The Pacific Asian market session is seeing a broad-base recovery extend its climb through Friday as fear-weary investors bid up risk assets in a renewed bout of risk appetite that has extended through the majority of this week.

Stocks have been seen broadly higher this week, albeit with a few caveats in marginalized tech sectors and specific avenues in the emerging  markets space.  

The latest round of tariffs in the tit-for-tat trade spat between the US and China were counter-intuitively well-received by broader markets after the US’ $200 billion in tariffs were only slated at 10% instead of 25%, and risk appetite remains bid as investors await China’s promised response, while a further raft of $267 billion in tariffs from the US is being preemptively threatened by the US presidential administration.

Japan’s Nikkei 225 is up a healthy 0.85%, with Tokyo’s Topix index up a similar 0.90% for Friday, with the Australian ASX 200 more sedate but still positive, up 0.25%, with the broad Asia-Pacific MSCI index also up 0.25% for the day; in China, investor confidence remains on the high side, with Hong Kong’s Hang Seng index is in the green 0.95%, with Shanghai’s CSI 300 index pinned into 1.30% for Friday.

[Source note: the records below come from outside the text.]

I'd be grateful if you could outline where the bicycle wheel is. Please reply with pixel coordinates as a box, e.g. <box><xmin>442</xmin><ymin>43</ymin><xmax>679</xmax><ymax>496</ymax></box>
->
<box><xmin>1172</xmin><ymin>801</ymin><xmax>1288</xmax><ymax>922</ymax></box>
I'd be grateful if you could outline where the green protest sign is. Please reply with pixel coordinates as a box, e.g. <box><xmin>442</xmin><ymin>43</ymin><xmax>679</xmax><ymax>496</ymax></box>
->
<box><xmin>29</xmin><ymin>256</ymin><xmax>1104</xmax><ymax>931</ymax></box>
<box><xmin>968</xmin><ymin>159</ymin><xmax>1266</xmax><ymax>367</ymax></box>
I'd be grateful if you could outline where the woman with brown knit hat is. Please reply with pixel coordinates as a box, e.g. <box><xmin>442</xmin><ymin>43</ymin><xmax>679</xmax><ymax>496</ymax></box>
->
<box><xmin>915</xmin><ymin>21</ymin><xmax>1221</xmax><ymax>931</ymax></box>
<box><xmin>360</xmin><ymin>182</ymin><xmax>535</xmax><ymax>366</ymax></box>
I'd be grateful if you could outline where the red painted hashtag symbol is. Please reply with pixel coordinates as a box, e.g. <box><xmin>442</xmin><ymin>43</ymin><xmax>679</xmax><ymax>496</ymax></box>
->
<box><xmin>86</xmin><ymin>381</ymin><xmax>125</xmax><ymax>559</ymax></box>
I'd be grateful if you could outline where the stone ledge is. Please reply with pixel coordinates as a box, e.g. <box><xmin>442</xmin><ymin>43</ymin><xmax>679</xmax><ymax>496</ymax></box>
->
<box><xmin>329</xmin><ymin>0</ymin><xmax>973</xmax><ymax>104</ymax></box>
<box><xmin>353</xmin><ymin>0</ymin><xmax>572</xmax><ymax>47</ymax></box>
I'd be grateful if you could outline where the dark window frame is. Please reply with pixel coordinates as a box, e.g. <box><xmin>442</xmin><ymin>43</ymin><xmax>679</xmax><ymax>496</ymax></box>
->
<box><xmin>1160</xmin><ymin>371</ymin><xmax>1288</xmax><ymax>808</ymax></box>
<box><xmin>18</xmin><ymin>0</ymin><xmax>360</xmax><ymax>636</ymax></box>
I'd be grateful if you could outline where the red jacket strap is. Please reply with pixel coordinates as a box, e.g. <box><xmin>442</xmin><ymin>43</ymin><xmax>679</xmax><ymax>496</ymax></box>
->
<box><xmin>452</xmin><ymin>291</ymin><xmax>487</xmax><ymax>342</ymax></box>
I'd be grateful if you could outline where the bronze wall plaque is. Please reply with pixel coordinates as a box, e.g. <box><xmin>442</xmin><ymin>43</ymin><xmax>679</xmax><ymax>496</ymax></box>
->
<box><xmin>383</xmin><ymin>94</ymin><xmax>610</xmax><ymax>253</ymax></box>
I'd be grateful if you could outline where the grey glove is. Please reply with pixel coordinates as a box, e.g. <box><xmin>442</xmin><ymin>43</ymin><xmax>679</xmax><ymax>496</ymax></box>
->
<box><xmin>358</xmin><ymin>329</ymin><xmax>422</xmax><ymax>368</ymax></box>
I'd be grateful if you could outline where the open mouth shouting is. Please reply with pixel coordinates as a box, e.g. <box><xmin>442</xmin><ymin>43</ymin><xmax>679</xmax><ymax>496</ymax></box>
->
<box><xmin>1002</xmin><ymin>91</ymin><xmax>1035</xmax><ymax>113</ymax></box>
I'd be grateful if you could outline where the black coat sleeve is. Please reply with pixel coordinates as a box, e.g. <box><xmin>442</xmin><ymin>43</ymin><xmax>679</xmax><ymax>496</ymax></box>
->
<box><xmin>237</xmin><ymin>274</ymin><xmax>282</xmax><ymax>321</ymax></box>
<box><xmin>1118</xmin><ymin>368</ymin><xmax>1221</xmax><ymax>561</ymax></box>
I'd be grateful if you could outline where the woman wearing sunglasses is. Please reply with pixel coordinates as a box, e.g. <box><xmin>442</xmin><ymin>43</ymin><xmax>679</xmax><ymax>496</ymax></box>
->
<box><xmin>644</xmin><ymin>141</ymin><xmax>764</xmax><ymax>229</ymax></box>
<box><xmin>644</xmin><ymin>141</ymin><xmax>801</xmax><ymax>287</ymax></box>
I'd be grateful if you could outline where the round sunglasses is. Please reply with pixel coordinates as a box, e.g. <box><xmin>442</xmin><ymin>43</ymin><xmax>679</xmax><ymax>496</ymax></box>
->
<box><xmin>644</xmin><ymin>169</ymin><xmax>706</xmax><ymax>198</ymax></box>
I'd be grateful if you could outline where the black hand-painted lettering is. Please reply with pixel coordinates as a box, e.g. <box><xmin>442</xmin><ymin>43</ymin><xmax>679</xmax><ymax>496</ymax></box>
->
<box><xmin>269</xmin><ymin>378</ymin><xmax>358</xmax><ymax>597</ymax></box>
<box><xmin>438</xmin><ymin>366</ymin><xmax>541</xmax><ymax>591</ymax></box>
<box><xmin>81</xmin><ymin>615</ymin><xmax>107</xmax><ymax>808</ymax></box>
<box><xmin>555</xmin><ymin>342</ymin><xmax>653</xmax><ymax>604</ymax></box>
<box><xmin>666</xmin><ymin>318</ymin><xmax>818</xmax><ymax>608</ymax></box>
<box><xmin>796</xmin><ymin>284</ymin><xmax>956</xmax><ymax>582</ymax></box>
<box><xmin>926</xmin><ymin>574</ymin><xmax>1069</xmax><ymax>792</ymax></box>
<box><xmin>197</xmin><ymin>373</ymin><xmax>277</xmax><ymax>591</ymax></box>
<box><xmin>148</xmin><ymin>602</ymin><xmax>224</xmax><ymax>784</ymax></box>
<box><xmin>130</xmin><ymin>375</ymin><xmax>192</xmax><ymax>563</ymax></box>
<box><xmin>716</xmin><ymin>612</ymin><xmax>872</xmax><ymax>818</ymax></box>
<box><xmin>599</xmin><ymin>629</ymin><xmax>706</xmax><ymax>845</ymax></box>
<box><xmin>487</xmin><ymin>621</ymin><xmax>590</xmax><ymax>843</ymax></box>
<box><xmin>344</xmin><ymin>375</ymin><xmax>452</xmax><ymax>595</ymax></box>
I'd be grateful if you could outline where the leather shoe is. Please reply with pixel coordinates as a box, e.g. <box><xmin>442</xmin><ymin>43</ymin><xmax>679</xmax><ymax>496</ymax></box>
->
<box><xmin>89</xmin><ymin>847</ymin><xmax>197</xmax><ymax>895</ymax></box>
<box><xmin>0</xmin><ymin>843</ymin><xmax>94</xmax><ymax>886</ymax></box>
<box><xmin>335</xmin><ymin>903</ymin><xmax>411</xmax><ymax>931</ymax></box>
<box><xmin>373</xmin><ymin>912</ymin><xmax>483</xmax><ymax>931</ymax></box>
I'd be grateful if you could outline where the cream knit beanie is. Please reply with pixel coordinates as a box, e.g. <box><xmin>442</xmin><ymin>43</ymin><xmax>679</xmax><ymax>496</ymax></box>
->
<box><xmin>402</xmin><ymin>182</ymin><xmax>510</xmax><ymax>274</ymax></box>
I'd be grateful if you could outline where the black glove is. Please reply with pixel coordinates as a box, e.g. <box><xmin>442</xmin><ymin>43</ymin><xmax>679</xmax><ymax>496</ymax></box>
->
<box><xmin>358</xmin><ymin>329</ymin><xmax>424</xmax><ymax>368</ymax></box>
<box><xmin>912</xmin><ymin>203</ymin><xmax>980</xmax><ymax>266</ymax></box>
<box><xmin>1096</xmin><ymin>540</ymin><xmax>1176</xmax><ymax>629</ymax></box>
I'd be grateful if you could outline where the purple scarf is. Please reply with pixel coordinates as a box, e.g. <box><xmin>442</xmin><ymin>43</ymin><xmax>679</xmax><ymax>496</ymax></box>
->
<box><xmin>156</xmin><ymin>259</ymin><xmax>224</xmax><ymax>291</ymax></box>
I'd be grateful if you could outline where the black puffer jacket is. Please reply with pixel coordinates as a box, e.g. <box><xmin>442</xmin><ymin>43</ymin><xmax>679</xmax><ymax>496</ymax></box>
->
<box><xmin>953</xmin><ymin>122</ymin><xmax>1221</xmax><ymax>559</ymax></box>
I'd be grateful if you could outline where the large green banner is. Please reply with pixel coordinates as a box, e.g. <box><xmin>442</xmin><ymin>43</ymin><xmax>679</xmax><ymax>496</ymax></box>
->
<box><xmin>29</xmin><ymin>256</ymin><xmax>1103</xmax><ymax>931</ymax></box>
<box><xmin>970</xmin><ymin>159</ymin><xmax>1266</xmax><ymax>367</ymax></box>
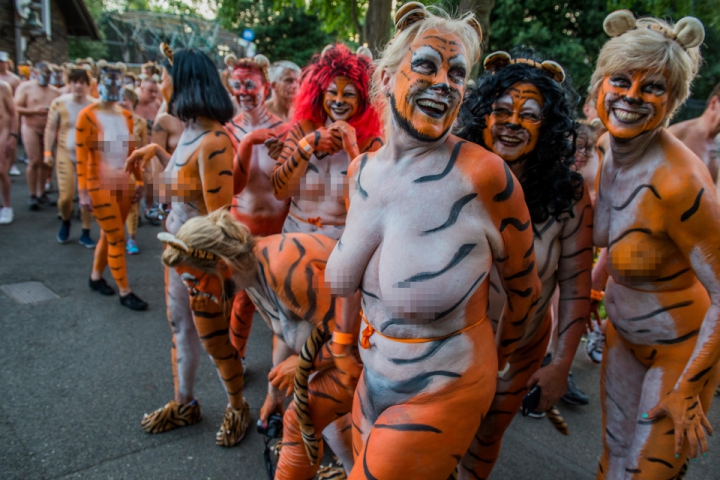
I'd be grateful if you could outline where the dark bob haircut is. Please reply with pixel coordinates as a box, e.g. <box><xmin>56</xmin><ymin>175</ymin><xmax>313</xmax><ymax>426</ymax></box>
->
<box><xmin>170</xmin><ymin>48</ymin><xmax>233</xmax><ymax>124</ymax></box>
<box><xmin>457</xmin><ymin>49</ymin><xmax>583</xmax><ymax>224</ymax></box>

Nikkei 225 levels to watch

The Nikkei 225 index is trading into 23,670, sitting close to the week’s peak of 23,840. The Nikkei remains well above the week’s open of 22,650, claiming the 23,000 major technical level, which has kept the bourse under wraps since May of this year. Resistance points remain thin until January’s all-time highs of 24,130, and buyers will be looking for the 23,000 handle to rollover into a support level going forward.